Зайдя в буфет, где распорядительницы наши рассыпаются во внимании и любезности перед угощаемой ими публикой, я с удивлением замечаю Пыльневу, тоже разукрашенную администраторской кокардой. Что сей сон означает? A где же Грачева? ее не видно.
– Ты как сюда попала?
– осведомляюсь я.
– Надо ж было кому-нибудь действовать, «Клепка» за меня и ухватилась, потому Грачева тю-тю.
– Почему?
– Да все потому же, из-за носа.
– Скажи ты мне, пожалуйста, что ты за штуку устроила с ее носом?
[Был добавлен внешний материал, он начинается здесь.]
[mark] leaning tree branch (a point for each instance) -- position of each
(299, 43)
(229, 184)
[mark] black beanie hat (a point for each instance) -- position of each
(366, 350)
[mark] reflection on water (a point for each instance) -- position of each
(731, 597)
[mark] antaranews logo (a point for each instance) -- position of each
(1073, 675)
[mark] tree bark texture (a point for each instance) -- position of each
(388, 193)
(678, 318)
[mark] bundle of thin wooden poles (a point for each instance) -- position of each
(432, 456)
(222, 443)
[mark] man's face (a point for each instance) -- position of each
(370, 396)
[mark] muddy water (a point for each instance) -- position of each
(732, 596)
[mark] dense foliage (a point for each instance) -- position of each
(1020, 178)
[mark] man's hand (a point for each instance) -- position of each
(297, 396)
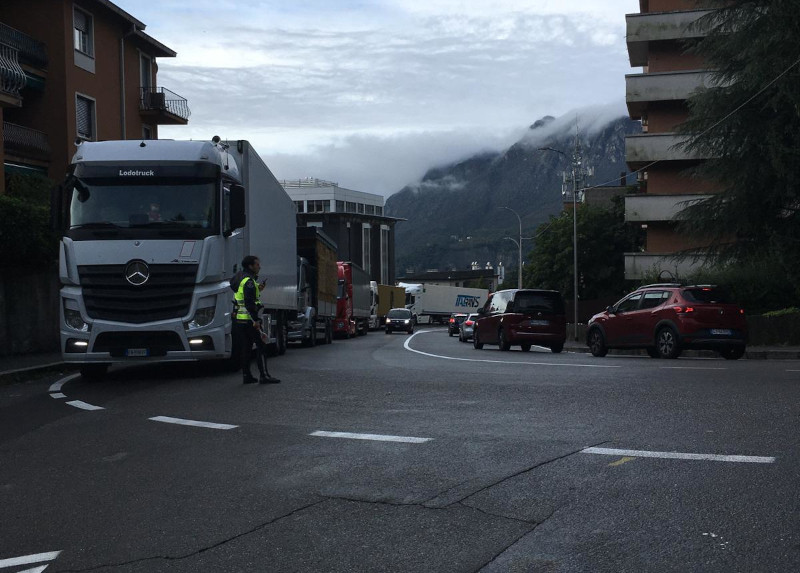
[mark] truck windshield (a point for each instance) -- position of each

– Ничего особенного. Ты ведь знаешь, как я ее вообще люблю, a тут очень уж я на нее рассердилась, - гадости она стала про тебя говорить…
– Что именно?
– любопытствую я.
– Бог с ней, не хочется повторять. Ну, a тут как раз нос y нее расцветать начал, мне и припомнилась одна штука. Моя кузина, институтка, рассказывала мне, что y них воспитанницы перед приемом и вечерами всегда мажут щеки какой-то зеленой мазью, это не румяна, вовсе нет, она просто щиплет, от чего щеки на несколько часов становятся необыкновенно розовыми, особенно, если, натеревшись, да еще помыться. Ну, я выпросила y двоюродной сестры этого самого зелья и подрумянила Татьяну. Ничего с ней ровно не случится, за ночь все пройдет, но, по крайней мере, хоть раз в жизни эта милейшая особа получила должное возмездие и позорно бежала с поля брани. Пусть, пусть дома отдохнет, не соскучится, пока опустошит все содержимое своей пошетки.
Против обыкновения, мне немного жаль Грачеву: y меня самой так радостно, так тепло на сердце, сегодняшний вечер такой чудный, такой необыкновенный; может быть, и Таня ждала чего-нибудь особенно хорошего. Чувство жалости усиливается во мне еще потому, что, как сказала Ира, невольной причиной ее злополучий, до некоторой степени, являюсь я. Но думать не дают, играют вальс, и мы с Николаем Александровичем несемся по нашей громадной зале. Вот Дмитрий Николаевич; ученицы обступают его, упрашивают, очевидно, уговаривая танцевать. Он улыбается, но протестует.